Lebaran, Makanan, dan Harmoni

Lebaran, Makanan, dan Harmoni

Nasional | jawapos | Jum'at, 6 Mei 2022 - 19:48
share

CITRA Islam Indonesia kerap ternodai oleh sikap fanatisme keagamaan yang menggiring pada intoleransi dan kekerasan. Selain menyalahi fitrah Islam sebagai agama rahmatan lil alamin, sikap itu menyalahi fitrah Islam Indonesia yang sejatinya mengandung nilai-nilai keharmonian terhadap kebinekaan budaya. Hal itu bisa dibuktikan dari citra makanan Idul Fitri/Lebaran. Apa hubungan Lebaran, makanan, dan harmoni?

Pertanyaan itu kiranya bisa sedikit dikaitkan dengan solilokui menggelitik dari mantan Presiden Burkina Faso Thomas Sankara (19841987) ketika dia menulis: Vous ne saves pas o est limprialisme? Regardez dans votre assiette! (Tak tahukah Anda di mana imperialisme? tuh lihat yang terhidang di piring Anda!). Sankara ingin memberi unjuk bahwa imperialisme bukan semata soal penjajahan politis. Tapi, juga asimilasi budaya kuliner di Afrika yang dipengaruhi budaya si penjajah (baca: Prancis).

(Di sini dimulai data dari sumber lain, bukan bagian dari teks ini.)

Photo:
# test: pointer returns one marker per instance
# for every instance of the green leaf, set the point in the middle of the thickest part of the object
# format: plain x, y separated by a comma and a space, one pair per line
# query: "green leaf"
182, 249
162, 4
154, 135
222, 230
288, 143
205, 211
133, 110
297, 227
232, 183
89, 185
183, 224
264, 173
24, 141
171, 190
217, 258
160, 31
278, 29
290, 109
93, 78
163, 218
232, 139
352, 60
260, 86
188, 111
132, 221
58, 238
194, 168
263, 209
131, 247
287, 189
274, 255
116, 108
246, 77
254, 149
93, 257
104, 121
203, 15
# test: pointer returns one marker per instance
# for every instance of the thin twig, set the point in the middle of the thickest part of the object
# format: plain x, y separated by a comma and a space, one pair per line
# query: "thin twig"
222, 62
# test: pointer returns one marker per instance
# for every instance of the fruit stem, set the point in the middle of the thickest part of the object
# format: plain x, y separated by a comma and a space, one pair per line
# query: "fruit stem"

Lantas, jika pernyataan Sankara itu diubah ke dalam konteks Islam Indonesia, bisa menjadi menarik jika diajukan pertanyaan: Seperti apakah wujud Islam di Indonesia? Lihat saja hidangan Lebaran-mu! Ya, dalam menu hidangan Lebaran, kita bisa lihat betapa terbukanya selera umat Islam terhadap pengaruh kuliner asing. Di dalamnya didapati bauran pengaruh kuliner lokal (daerah) dan asing (India, Arab, Tiongkok, dan Eropa).

Saking sudah berasimilasi, setiap unsur pengaruh itu tidak lagi dianggap asing. Malah menjadi menarik ketika banyak keluarga muslim menganggapnya sebagai tradisi yang tidak bisa dipisahkan dari perayaan Lebaran. Jika demikian bukti keharmonisan Islam di Indonesia, kiranya perlu disigi, sejak kapan tradisi itu bermula?

Elemen Kuliner Lebaran

Salah satu simbol utama Lebaran adalah ketupat. Menurut H.J. de Graaf dalam Chinese Muslims in Java in the 15th Centuries (1984), ketupat merupakan simbol perayaan hari raya Islam pada masa Kerajaan Demak abad ke-1516. Dalam budaya Jawa, ketupat atau kupat dimaknai secara simbolis dengan ngaku lepat (mengakui kesalahan). Makna tersebut selalu melekat saban Lebaran. Itu menunjukkan betapa luwesnya penerimaan Islam yang dibawa dari dunia Arab ketika ditambahi kearifan lokal seperti tradisi kupat.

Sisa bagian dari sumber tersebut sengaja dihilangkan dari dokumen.